The natural gas industry, which produces more gas here than nearly every other county in Colorado, has been relegated to the shadows.
Tougher state environmental regulations and lower natural gas prices have slowed many new drilling permits. As a result, production — and the jobs that come with it — have leveled off.
With the county and city drawing up plans to reduce the emissions blamed for global warming and Congress weighing the first mandatory limits, the industry once again finds itself on the losing side of the debate.
A recent greenhouse-gas inventory of La Plata County found that the thousands of natural gas pumps and processing plants dotting the landscape are the single largest source of heat-trapping pollution locally.
That has the industry bracing for a hit on two fronts if federal legislation passes.
First, it will have to reduce emissions from its production equipment to meet pollution limits, which will drive up costs.
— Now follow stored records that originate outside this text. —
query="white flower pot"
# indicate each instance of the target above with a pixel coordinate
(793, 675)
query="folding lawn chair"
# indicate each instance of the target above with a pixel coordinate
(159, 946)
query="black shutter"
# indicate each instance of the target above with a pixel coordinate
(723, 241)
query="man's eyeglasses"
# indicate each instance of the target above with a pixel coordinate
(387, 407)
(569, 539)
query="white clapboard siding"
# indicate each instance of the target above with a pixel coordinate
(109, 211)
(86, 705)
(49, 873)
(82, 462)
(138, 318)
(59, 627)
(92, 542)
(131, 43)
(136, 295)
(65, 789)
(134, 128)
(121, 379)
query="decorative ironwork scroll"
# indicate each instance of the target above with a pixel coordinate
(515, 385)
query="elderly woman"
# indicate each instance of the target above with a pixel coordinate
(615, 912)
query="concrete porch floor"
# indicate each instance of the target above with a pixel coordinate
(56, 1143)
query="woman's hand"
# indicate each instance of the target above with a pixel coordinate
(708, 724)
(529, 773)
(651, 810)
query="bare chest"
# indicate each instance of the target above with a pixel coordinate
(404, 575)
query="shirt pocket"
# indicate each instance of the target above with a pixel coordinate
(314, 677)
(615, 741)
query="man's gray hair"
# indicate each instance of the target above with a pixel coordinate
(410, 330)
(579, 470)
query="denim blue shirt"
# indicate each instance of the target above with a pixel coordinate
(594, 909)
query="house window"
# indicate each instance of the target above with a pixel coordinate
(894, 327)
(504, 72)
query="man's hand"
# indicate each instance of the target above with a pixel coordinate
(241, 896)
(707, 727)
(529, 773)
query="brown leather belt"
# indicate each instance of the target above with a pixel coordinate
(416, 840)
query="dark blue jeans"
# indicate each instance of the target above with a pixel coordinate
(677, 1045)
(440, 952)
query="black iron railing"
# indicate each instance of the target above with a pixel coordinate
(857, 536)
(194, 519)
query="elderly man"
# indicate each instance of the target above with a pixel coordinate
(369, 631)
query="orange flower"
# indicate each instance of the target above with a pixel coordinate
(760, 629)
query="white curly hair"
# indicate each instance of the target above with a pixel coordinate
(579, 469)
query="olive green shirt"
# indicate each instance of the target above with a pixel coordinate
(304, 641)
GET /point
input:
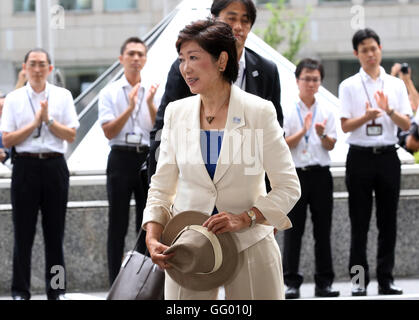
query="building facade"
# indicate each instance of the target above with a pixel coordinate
(91, 32)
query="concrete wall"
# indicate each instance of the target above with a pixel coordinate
(86, 236)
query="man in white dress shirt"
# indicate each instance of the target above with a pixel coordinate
(374, 104)
(127, 111)
(38, 120)
(310, 132)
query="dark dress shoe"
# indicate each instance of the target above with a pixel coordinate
(19, 297)
(358, 291)
(326, 292)
(292, 293)
(389, 288)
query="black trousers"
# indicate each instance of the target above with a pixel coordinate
(367, 172)
(316, 192)
(38, 184)
(124, 177)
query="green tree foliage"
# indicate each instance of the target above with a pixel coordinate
(285, 25)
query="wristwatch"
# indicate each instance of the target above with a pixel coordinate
(252, 215)
(50, 122)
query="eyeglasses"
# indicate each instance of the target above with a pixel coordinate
(41, 65)
(309, 79)
(38, 132)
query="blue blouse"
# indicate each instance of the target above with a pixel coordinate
(211, 142)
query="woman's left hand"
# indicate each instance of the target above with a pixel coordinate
(227, 222)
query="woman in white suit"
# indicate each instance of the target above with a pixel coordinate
(215, 149)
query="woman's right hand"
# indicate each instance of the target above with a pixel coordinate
(155, 247)
(156, 250)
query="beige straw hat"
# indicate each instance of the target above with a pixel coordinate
(202, 260)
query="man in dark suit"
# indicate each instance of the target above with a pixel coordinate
(257, 75)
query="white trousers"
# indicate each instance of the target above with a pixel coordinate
(259, 277)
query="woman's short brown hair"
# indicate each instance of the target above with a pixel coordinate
(214, 37)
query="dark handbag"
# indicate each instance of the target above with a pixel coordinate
(138, 279)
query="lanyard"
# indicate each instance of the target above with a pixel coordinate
(140, 99)
(34, 112)
(368, 96)
(307, 135)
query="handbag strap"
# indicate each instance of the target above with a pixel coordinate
(137, 243)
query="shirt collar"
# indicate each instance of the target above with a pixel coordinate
(366, 77)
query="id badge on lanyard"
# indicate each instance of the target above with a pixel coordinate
(306, 155)
(37, 139)
(373, 129)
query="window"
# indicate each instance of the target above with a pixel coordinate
(120, 5)
(24, 5)
(76, 5)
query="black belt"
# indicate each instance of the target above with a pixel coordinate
(141, 148)
(45, 155)
(374, 150)
(316, 167)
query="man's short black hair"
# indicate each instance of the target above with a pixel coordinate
(132, 40)
(310, 64)
(37, 50)
(220, 5)
(363, 34)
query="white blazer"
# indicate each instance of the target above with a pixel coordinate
(253, 143)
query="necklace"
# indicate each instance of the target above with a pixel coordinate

Second, as the county's largest consumer of electricity, gas companies probably will see energy bills rise as the local power cooperative is forced to cut gases released from its coal-fired power plants or purchase credits from other companies that reduce emissions."
Being able to put solar systems on homes is great, you take something off the grid, it is as good as conserving," said Christi Zeller, the executive director of the La Plata Energy Council, a trade group representing about two dozen companies that produce the methane gas trapped within coal buried underground.
"But the reality is we still need natural gas, so embrace our industry like you are embracing wind, solar and the renewables," she said.